Keywords : psikologi, remaja, pergaulan bebas, globalisasi, seks bebas.
1. Pendahuluan
Remaja adalah masa peralihan dari kanak-kanak ke dewasa. Masa dimana
seorang individu mengalami peralihan dari satu tahap ke tahap berikutnya dan
mengalami perubahan baik emosi, tubuh, minat, pola perilaku, dan juga penuh
dengan masalah-masalah. Mereka sedang mencari pola hidup yang paling sesuai
baginya dan inipun sering dilakukan melalui metode eksperimen (coba-coba)
walaupun melalui banyak kesalahan. Kesalahan yang dilakukan sering menimbulkan
kekhawatiran serta perasaan yang tidak menyenangkan bagi lingkungan dan orang
tua.
Didalam jenjang kehidupan, masa remaja ini merupakan suatu masa, dimana
gelombang kehidupan sudah mencapai masa puncaknya. Pada masa ini, para remaja
memiliki kesempatan yang sebesar-besarnya dan sebaik-baiknya untuk mengalami
hal-hal yang baru serta menemukan sumber-sumber baru dari kekuatan-kekuatan,
bakat-bakat serta kemampuan yang ada dalam dirinya. Menurut DR. Dadang Sulaeman
(1995:2) mengatakan bahwa masa remaja merupakan suatu masa, dimana individu berjuang
untuk tumbuh dan menjadi sesuatu, menggali serta memahami arti dan makna dari
segala sesuatu yang ada.
Pada era globalisasi seperti sekarang ini, remaja harus diselamatkan dari
pergaulan bebas. Karena, globalisasi ini ibaratnya kebebasan dari segala aspek.
Sehingga banyak kebudayaan-kebudayaan yang asing masuk. Sementara kebanyakan
tidak cocok dengan kebudayaan kita. Sebagai contoh kebudayaan free sex itu
tidak cocok dengan kebudayaan kita.
Penyalahgunaan teknologi dan pergaulanlah yang mengawali adanya pergaulan
bebas di kalangan remaja, saat ini media yang sering digunakan untuk
mendapatkan semua hal tentang pergaulan bebas adalah internet.
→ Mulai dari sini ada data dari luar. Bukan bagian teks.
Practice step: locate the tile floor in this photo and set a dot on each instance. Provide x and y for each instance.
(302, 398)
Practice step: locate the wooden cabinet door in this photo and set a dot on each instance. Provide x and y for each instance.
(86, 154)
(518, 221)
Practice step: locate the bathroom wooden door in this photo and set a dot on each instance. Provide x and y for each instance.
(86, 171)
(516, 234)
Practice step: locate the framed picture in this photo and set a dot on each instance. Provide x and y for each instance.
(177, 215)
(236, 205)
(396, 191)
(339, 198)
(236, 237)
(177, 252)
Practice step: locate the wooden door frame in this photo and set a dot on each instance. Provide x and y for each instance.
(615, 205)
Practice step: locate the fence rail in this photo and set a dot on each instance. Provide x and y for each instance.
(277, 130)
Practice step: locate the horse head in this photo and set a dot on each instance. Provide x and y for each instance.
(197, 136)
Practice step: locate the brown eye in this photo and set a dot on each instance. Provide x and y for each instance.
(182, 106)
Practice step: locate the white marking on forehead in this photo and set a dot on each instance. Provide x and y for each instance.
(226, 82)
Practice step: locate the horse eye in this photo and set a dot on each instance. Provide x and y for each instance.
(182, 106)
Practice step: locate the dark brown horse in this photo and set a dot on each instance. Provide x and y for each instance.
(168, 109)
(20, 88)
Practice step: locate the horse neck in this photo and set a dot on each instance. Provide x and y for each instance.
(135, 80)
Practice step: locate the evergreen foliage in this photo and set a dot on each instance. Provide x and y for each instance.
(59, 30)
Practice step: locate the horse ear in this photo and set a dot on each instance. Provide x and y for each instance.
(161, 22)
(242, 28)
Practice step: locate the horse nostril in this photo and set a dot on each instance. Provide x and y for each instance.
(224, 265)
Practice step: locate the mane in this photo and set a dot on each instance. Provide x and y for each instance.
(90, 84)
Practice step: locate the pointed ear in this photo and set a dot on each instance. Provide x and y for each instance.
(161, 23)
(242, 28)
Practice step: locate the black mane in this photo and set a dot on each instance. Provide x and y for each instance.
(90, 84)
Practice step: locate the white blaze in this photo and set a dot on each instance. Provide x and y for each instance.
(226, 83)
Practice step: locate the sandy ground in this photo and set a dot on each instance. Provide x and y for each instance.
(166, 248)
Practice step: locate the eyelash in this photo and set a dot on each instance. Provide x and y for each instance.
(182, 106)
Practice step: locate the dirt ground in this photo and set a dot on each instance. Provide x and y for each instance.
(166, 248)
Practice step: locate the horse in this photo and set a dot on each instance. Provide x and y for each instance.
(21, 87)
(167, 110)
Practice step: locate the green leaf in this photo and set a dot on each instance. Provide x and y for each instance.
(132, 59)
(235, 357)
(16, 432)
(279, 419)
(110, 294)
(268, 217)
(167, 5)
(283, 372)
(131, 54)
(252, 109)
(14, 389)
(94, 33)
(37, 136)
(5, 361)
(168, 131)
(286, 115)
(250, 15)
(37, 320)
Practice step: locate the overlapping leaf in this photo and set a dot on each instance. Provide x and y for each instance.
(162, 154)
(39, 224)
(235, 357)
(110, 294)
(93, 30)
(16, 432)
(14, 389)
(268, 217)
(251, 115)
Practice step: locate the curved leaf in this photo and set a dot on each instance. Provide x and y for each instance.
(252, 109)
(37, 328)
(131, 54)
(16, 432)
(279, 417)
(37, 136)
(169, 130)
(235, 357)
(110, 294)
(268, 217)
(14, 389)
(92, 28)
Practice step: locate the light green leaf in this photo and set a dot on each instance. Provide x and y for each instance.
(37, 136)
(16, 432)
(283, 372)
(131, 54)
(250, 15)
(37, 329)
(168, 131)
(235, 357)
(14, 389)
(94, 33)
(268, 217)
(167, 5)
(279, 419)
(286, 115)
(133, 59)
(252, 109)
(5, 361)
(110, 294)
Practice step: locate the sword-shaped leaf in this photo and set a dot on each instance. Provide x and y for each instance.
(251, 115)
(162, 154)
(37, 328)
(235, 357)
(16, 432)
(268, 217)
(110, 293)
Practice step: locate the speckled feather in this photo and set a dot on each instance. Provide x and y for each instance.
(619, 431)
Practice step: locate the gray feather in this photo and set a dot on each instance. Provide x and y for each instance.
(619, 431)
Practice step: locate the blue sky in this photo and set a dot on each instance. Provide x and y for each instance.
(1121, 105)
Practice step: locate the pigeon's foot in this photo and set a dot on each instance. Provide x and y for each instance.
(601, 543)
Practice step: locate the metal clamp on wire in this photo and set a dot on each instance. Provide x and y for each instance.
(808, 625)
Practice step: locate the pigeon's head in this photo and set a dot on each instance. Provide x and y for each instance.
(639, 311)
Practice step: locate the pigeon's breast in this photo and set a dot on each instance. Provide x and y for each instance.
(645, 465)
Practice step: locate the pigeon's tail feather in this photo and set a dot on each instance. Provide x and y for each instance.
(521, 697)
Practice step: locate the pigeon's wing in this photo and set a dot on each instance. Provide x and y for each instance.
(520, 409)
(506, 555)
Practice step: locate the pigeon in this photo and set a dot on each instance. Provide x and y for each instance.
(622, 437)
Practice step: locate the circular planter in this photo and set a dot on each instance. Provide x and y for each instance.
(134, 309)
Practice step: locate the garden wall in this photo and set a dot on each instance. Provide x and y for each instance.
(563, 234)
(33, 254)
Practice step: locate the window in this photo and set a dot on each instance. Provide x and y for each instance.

Karena, internet
itu memudahkan setiap orang untuk mengakses berbagai informasi dari dalam dan
luar negeri, gambar-gambar porno dan artikel-artikel yang menyesatkan tentang
seks dengan mudah dapat diakses oleh para remaja kita. Pergaulan bebas menjadi
kambing hitam bagi tingginya angka kehamilan remaja. Gaya hidup remaja kota
terutama sangat rentan terhadap pergaulan bebas ini.
2.
Perkembangan Masa Remaja
Masa remaja merupakan masa dimana seorang individu
mengalami peralihan dari satu tahap ke tahap berikutnya dan mengalami perubahan
baik emosi, tubuh, minat, pola perilaku, dan juga penuh dengan maslah-masalah.
Oleh karenanya, remaja sangat rentan sekali mengalami psikososial, yakni
masalah psikis atau masalah kejiwaan yang timbul sebagai akibat terjadinya
perubahan sosial.
Masa remaja merupakan sebuah
periode dalam kehidupan manusia yang batasannya usia maupun peranannya
seringkali tidak terlalu jelas. Pubertas yang dahulu dianggap sebagai tanda
awal keremajaan ternyata tidak lagi valid sebagai patokan atau batasan untuk
pengkategorian remaja sebab usia pubertas yang dahulu terjadi pada akhir usia
belasan (15-18) kini terjadi pada awal belasan bahkan sebelum usia 11 tahun.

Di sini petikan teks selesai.